軽井沢移住を考える際、キーワードとして挙げられるのが「教育環境」。都会にはない自然環境でのびのびと子育てできることもあり、子どもが保育園や小学校に上がるタイミングでご家族で移住される方々が近年増えてきています。

軽井沢には、インターナショナルハイスクールのアイザックをはじめ、2020年開校の風越学園、探究学舎というように、子ども個々の能力や個性を尊重し協働しあう学びの場が次々と生まれているのはご存知ですか。「どんなふうに育てたいか」「どういう園や学校に通うのか」というのは、住む場所選びにも大きく関わってきます。

今回は、中軽井沢駅から南に徒歩で約18分。2020年11月に、かつて青山学院大学の寮だった建物をリノベーションし誕生した「EtonHouse 軽井沢(以降:イートンハウス 軽井沢)」をご紹介します。平日の夕方に英語をベースにした小学生向けAfter Schoolと、午前に大人向けの英語クラスを行っています。

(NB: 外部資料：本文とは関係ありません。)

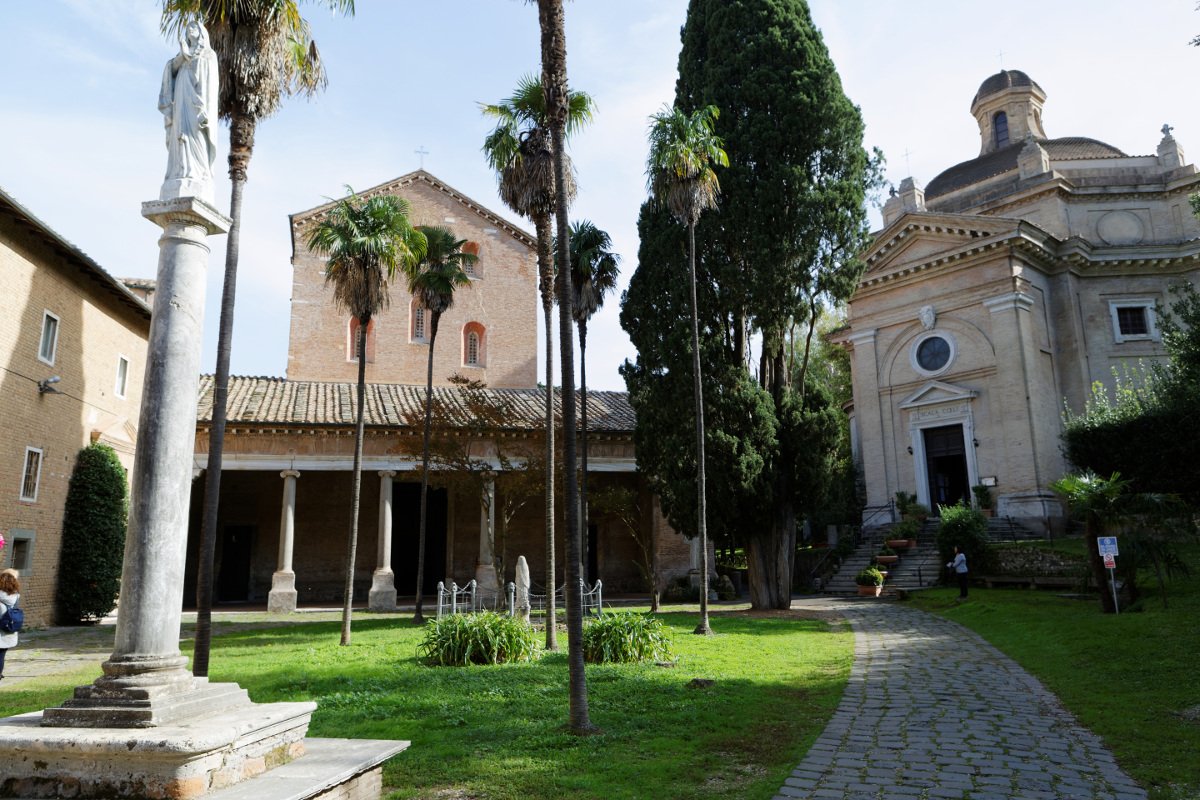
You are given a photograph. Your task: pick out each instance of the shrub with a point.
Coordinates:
(967, 529)
(93, 536)
(625, 637)
(869, 577)
(485, 638)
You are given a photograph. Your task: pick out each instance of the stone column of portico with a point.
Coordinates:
(383, 582)
(147, 680)
(869, 414)
(282, 597)
(485, 569)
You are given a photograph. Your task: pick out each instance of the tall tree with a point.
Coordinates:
(553, 84)
(594, 269)
(791, 224)
(432, 281)
(520, 150)
(264, 53)
(365, 242)
(679, 168)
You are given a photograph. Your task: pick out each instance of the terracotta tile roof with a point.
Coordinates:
(281, 402)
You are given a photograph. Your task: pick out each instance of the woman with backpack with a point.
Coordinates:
(10, 595)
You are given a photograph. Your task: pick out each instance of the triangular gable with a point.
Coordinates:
(918, 238)
(935, 392)
(420, 175)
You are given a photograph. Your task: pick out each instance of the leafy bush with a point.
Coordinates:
(869, 577)
(967, 529)
(625, 637)
(93, 536)
(485, 638)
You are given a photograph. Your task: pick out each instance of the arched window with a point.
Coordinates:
(352, 341)
(472, 248)
(418, 329)
(474, 346)
(1000, 128)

EtonHouse Karuizawa Learning Hub(以降:イートンハウス軽井沢):1995年、シンガポールに初のプリスクールを創設。シンガポールをはじめ、香港、中国、インド、インドネシア、韓国、日本、マレーシア、中東などインターナショナルスクールとプリスクール、8つの国際バカロレア(IB)ワールドスクールを展開。

アジア圏を中心とした、世界各地に100校以上のインターナショナルスクールとプリスクール(保育園)を展開するイートンハウス。2010年に日本で初めてイートンハウス東京校(赤坂)を、昨年2校目となる軽井沢校を立ち上げた、イートンハウス ディレクターのアンリ・タンさんにお話を伺いました。

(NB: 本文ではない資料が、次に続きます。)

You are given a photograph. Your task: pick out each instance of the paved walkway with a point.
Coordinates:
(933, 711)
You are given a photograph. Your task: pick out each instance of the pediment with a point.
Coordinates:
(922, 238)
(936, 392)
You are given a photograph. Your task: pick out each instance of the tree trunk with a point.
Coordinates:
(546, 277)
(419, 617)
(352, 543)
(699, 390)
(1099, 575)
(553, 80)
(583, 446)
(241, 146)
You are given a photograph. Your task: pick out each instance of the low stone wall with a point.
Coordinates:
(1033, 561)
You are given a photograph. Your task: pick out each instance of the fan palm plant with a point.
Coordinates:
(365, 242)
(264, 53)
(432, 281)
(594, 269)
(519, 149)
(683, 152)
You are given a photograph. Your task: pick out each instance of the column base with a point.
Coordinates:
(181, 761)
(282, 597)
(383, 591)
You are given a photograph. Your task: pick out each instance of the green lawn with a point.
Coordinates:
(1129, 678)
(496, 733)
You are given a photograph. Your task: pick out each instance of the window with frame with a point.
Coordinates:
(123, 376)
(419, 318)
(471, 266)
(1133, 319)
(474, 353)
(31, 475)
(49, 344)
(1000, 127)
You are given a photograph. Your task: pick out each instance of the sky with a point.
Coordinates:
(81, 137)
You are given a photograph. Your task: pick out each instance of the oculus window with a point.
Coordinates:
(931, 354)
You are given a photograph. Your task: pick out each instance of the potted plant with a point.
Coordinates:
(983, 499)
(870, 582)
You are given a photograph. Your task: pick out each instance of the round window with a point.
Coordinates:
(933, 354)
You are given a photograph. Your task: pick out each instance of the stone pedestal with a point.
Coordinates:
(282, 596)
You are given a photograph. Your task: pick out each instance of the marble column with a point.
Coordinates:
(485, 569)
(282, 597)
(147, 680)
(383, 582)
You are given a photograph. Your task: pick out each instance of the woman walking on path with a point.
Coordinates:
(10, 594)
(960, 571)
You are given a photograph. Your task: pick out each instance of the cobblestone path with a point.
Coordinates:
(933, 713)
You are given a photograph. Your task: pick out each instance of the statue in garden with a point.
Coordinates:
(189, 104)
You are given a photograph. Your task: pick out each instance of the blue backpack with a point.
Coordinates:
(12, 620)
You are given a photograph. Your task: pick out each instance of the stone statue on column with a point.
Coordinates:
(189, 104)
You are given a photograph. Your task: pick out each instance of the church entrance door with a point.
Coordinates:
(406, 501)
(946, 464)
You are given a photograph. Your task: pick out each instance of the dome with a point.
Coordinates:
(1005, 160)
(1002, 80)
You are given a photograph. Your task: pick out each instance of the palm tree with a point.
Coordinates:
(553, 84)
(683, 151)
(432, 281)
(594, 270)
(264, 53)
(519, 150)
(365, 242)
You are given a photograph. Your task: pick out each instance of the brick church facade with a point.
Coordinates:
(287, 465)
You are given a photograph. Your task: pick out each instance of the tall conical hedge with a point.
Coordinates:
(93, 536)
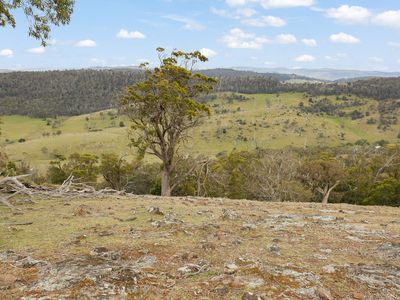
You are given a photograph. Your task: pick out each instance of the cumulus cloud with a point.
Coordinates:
(246, 12)
(305, 58)
(6, 53)
(344, 38)
(349, 14)
(265, 21)
(187, 23)
(376, 59)
(38, 50)
(286, 39)
(98, 61)
(86, 44)
(286, 3)
(220, 12)
(208, 52)
(390, 18)
(236, 2)
(239, 39)
(309, 42)
(133, 35)
(272, 3)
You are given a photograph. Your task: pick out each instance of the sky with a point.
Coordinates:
(348, 34)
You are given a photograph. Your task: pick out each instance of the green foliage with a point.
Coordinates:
(82, 166)
(386, 192)
(116, 170)
(41, 14)
(57, 171)
(164, 106)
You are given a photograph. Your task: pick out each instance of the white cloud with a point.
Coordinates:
(344, 38)
(394, 44)
(272, 3)
(239, 39)
(336, 57)
(133, 35)
(246, 12)
(265, 21)
(349, 14)
(286, 39)
(86, 44)
(376, 59)
(220, 12)
(98, 61)
(309, 42)
(6, 53)
(208, 52)
(285, 3)
(38, 50)
(328, 57)
(187, 23)
(236, 2)
(305, 58)
(390, 18)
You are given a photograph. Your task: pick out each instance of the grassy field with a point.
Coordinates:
(263, 120)
(197, 248)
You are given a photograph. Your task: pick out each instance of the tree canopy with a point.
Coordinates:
(164, 106)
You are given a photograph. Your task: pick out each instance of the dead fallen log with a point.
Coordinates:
(11, 187)
(17, 224)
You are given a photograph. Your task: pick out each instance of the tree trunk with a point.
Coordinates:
(165, 182)
(328, 193)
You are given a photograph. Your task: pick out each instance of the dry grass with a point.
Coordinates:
(282, 257)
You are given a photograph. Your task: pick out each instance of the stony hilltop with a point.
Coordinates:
(146, 247)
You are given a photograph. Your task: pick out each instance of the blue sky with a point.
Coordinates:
(346, 34)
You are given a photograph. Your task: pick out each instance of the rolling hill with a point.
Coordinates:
(237, 122)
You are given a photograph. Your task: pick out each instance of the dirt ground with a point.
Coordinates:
(195, 248)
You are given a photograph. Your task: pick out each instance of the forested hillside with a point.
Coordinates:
(75, 92)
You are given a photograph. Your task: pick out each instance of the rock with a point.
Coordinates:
(189, 269)
(229, 214)
(230, 268)
(27, 262)
(155, 211)
(105, 253)
(329, 269)
(166, 222)
(236, 283)
(144, 262)
(274, 248)
(249, 226)
(83, 210)
(251, 281)
(106, 233)
(324, 294)
(358, 296)
(193, 269)
(324, 218)
(250, 296)
(221, 290)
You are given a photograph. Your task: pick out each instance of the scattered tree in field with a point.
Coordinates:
(116, 170)
(323, 175)
(40, 14)
(82, 166)
(164, 106)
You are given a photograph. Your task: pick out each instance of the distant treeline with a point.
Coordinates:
(357, 174)
(74, 92)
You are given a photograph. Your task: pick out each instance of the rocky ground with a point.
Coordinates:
(192, 248)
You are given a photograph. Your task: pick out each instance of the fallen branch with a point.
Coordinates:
(13, 187)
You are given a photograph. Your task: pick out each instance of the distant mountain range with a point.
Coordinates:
(323, 74)
(282, 74)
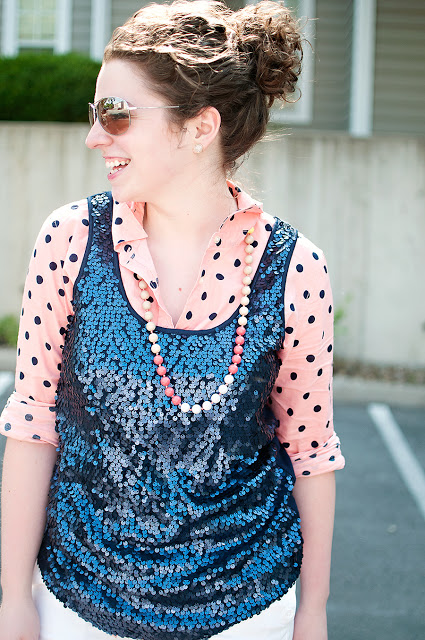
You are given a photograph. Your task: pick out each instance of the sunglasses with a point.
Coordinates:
(114, 114)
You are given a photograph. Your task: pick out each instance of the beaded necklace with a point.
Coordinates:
(158, 360)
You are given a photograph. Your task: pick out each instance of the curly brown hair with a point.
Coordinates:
(200, 53)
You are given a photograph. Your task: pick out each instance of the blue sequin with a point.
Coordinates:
(163, 525)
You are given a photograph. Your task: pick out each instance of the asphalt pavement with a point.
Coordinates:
(378, 565)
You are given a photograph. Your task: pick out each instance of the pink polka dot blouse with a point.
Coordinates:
(302, 396)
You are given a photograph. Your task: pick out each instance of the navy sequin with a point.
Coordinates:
(163, 525)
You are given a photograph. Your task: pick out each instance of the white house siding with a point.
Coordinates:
(81, 14)
(400, 67)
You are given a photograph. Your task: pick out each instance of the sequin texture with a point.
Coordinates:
(163, 525)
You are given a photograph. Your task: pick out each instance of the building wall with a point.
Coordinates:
(361, 201)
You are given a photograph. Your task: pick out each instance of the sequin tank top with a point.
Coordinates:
(163, 525)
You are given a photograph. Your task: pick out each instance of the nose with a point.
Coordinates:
(97, 137)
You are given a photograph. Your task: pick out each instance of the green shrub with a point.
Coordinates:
(48, 88)
(9, 326)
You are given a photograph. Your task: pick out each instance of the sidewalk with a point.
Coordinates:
(347, 389)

目指すのは「子どもの自信を育むこと」。遊びながら英語に触れられるAfter School

ここは英語の学校ではなく、遊びの中で英語に触れられるAfter Schoolです。英単語やセンテンスを覚えさせたり、英語を「教える」ものではなく「環境の一部」として捉えています。現在軽井沢のスタッフは、バイリンガルな日本人とネイティブが5名いるので、スクールの中では英語での会話がメインです。屋内や屋外で繰り広げられる遊びの中で、英語が自然と耳に入ってきます。

「間違っても大丈夫、Just try!(とにかくやってみよう!)」がモットー。イートンハウスの一番の目的は、知識や技能の習得そのものではなく、これらの活動を通して「子どもの自信を育むこと」にあります。現在開校から約4ヶ月。近隣の小学校から11名の子どもが通学していて、4月からは倍近くに増える予定です。子どもたちは下校後ランドセルのままここへやってきて、宿題がある子はこれを済ませ、みんなで今日やることをミーティングした後、外で遊んだりおやつを食べたり工作したりと自由に過ごしています。

午後3時半から4時くらいにかけて、続々と子どもたちが集まってきました。宿題を終え、今日は外で火起こしをしておやつのポップコーンを食べるそうです。まずは薪を割って……火を起こします。

何やら鳥の羽がむしり取られたように散乱している場所を発見!「What is this?」「なんだろう? どうしてここに?!」 不思議そうな子どもたち。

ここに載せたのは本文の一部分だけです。